I think the reason why this topic gets to me so much is that it is actually a microcosm of a much broader problem. BritneyLindseyParisNicole et al. are selfish and self-absorbed tarts that don’t give a lick about the consumers and are only concerned with finding the happiness, structure and consistency that eluded them in their childhood. This is a known quantity. However, they are not the mothers and fathers of the worlds children. They may have their own child and God help that little one but at the end of the day, each child’s parent is responsible for his/her discipline. The problem is that many of today’s parents actually very much resemble said beast in every painful detail save the millions of riches these bitches have pilfered from families far and wide. I’m asking the above floosies to model appropriate behavior for the kids of today and in many cases not even their parents can do that.
This is where the Newsweek article falls a bit short. It spends roughly 6 pages saying that celebrity tarts have a huge influence on the culture of today’s youth but that can be effectively counteracted with consistent and involved parenting. That’s fantastic for those that actually pay attention to their children aren’t threatened by them but what about the ones that don’t pay attention to them and are threatened by their existence. Many children are brought into this world unwanted, raised unwatched and live uncared about. That’s the reality of our surroundings. Newsweek is right when they say that children learn from their parents first but to paraphrase the great Bill Cosby, “yes but what if that parent is an asshole?”
As a social worker and a mandated reporter, I’ve been mortified by how little appropriate modeling goes on in the homes of this country. Many adults apparently believe that they don’t have an obligation to grow up when they have kids themselves and continue to behave in a manner unfitting possessed drunk. Many parents continue to use drugs despite having kids in the home; many continue to serial date and expose their children to dangerous and mean-spirited people (many of whom will molest said children when given the opportunity); many will curse and act a fool while never wanting to take responsibility for their own actions and then will wonder why their offspring will fail life at any time they experience even the slightest bump in the road.
So we have a quandary here in today’s cultural landscape. Obviously any person who has a child has to model appropriate behavior and any entertainer whose bread and butter is the same must also act accordingly. However, many don’t no matter what people like me say and the cycle of neglect and abuse just continues to perpetuate itself.

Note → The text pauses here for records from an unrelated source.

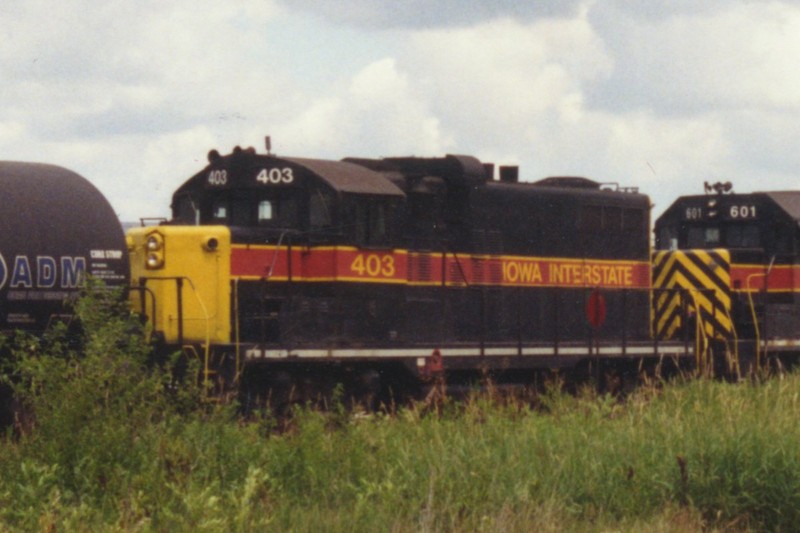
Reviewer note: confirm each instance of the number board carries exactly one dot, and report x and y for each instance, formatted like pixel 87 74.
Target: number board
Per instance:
pixel 741 211
pixel 737 211
pixel 260 176
pixel 274 176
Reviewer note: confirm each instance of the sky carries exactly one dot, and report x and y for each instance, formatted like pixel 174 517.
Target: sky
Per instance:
pixel 656 95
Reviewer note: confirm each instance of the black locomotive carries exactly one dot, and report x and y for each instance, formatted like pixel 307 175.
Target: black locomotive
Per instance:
pixel 287 276
pixel 738 255
pixel 384 273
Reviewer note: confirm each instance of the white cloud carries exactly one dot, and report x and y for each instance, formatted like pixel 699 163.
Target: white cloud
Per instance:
pixel 379 112
pixel 661 96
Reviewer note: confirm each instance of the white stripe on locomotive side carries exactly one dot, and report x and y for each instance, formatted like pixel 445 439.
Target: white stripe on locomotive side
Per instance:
pixel 394 353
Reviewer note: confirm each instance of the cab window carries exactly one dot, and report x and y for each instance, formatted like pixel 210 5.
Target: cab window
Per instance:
pixel 703 237
pixel 371 224
pixel 265 211
pixel 219 210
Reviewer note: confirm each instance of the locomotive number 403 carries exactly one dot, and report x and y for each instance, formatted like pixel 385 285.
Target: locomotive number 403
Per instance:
pixel 274 176
pixel 373 265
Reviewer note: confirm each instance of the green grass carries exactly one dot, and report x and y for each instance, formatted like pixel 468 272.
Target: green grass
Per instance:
pixel 112 446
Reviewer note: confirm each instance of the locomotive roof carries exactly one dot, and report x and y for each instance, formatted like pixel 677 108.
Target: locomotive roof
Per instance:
pixel 348 177
pixel 342 176
pixel 789 201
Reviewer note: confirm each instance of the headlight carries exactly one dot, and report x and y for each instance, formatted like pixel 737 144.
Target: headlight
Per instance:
pixel 154 246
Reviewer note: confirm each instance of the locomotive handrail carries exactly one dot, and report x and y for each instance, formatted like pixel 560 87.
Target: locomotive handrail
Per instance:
pixel 756 330
pixel 143 290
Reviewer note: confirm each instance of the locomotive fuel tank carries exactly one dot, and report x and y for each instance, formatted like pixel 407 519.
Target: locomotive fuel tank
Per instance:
pixel 56 229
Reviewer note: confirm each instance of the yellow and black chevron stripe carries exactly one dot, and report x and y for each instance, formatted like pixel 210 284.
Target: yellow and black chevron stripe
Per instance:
pixel 697 282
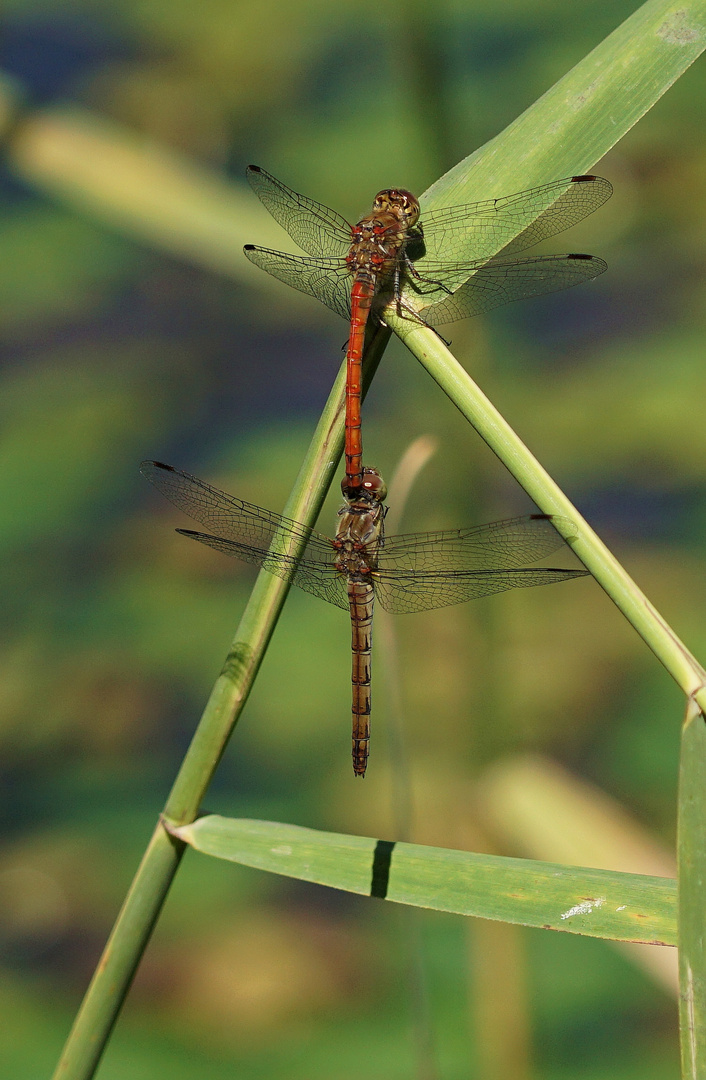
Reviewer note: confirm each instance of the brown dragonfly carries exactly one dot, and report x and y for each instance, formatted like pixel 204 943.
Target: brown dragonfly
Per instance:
pixel 445 269
pixel 415 571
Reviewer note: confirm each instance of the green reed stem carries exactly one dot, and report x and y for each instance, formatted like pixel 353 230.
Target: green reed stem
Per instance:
pixel 494 430
pixel 161 860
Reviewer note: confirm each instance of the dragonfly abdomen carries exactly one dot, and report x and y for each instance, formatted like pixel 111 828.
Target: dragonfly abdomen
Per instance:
pixel 361 597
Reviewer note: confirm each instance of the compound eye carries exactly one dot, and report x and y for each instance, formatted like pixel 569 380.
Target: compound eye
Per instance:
pixel 374 484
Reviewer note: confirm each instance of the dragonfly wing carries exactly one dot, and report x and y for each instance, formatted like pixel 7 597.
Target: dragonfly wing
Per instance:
pixel 241 523
pixel 510 543
pixel 406 592
pixel 315 228
pixel 480 230
pixel 327 280
pixel 320 579
pixel 501 282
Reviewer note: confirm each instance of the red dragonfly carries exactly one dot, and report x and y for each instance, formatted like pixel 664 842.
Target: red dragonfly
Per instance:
pixel 415 571
pixel 445 271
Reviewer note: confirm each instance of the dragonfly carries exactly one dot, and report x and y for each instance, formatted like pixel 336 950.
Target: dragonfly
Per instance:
pixel 437 271
pixel 410 572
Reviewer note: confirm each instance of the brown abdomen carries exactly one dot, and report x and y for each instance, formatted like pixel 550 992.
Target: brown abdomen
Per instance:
pixel 361 597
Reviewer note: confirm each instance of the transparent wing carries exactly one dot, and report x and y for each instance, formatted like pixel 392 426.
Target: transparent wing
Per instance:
pixel 316 229
pixel 321 580
pixel 501 282
pixel 244 525
pixel 327 280
pixel 424 570
pixel 479 230
pixel 508 543
pixel 402 593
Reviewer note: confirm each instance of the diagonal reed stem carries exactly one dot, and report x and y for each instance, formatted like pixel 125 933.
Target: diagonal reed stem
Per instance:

This is essentially the problem with cultural liberalism in a nutshell. When you’ve decided that there are to be no judgments on behavior, it leaves the door wide open for nuts of all stripes to run wild in the streets as there are no consequences, save the natural ones that occur too late. And because this is the information age, any such behavior is recorded and broadcasted for all the world to see because since their can be no judgments, there can also be no value in anything like say privacy.
Newsweek paints a nice picture of the landscape with data showing teen pregnancy, sex and drugs is down and many parents are paying enough attention to their girls so that the beast cannot cause too much harm. However, Newsweek doesn’t work where I work and doesn’t meet the people I meet on a daily basis. The picture is deceiving and the prostitots are multiplying.